At Panda Strike, we were starting a new company, so we had no existing team, nor an office. Within a few months, I noticed that our more-or-less weekly video chats were…well, drifting. We had trouble staying focused. We’d chat for an hour before realizing our scheduled time was up. At first, I tried insisting that we focus better. But I soon realized that we needed that time. After all, starting a company is a daunting endeavor. And it felt good just to catch up a bit each week. It was a reminder of why we had chosen to work together to begin with. I learned to let meetings wander a bit, to let everyone enjoy each others’ company before getting down to business.
I don’t think any of us regret going 100% remote. I certainly don’t. And I believe the advantages outweigh the disadvantages. I get to work with these amazing people exactly because we work remotely. Put another way, working remotely gives us more choice in who those friends are that we work with every day. The trade-off is that we don’t get to see them, but, since the alternative is not to work with them at all, it’s an easy one to make.
We’re slowly figuring out the social interaction element. We’ve grown too large for our weekly bullshit sessions on video chat. One thing about being asynchronous and spread out around the world is that it’s hard to coordinate everyone’s schedules. Technology is a limiting factor, too. We typically can’t get more than a half-dozen people in a video-chat session without connectivity issues. So interactions tend to happen in smaller groups. Of course, that’s what happens in an office, too. No one thinks, great, a company-wide meeting! We fly people into town from time to time, which is great, but that’s disruptive to people’s lives, and not everyone is here in Santa Monica anyway. We throw parties, but, again, that only works for the people who are local. Still, all things considered, I think we’re pretty happy.
We’re Like A (TV) Family
The analogy I’d make is to a family. This analogy depends on a kind of Platonic ideal of family, which probably no one really has, but bear with me. Modern families spread out, sometimes all over the world. They may reunite over the holidays, but there’s usually a few that couldn’t make it this year. You stay in touch via email or Facebook, and the occasional phone call. And you get used to being spread out. And it’s worth it because of this job or that university or because you want live near the ocean or because you enjoy winter sports or because you fell in love. A century ago, this was the exception. Today, it’s the rule.

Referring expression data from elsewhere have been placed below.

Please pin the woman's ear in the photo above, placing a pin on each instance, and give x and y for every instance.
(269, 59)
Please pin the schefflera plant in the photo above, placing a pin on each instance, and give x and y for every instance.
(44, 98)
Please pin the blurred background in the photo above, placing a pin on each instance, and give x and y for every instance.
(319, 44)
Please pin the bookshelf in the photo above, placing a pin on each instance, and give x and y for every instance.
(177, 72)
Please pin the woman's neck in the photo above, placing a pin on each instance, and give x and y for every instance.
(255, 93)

The same transition is overtaking our work lives. Remote work, in essence, is this same kind of spreading out. Which means being apart. And that’s the hardest part. But it’s worth it because some of us want to live near the ocean while some of us enjoy winter sports and some of us do improv and and so on. And, working remotely, we can do those things and work together, too.
And like family, we know we can pick up the phone at any time, even if just to say hello.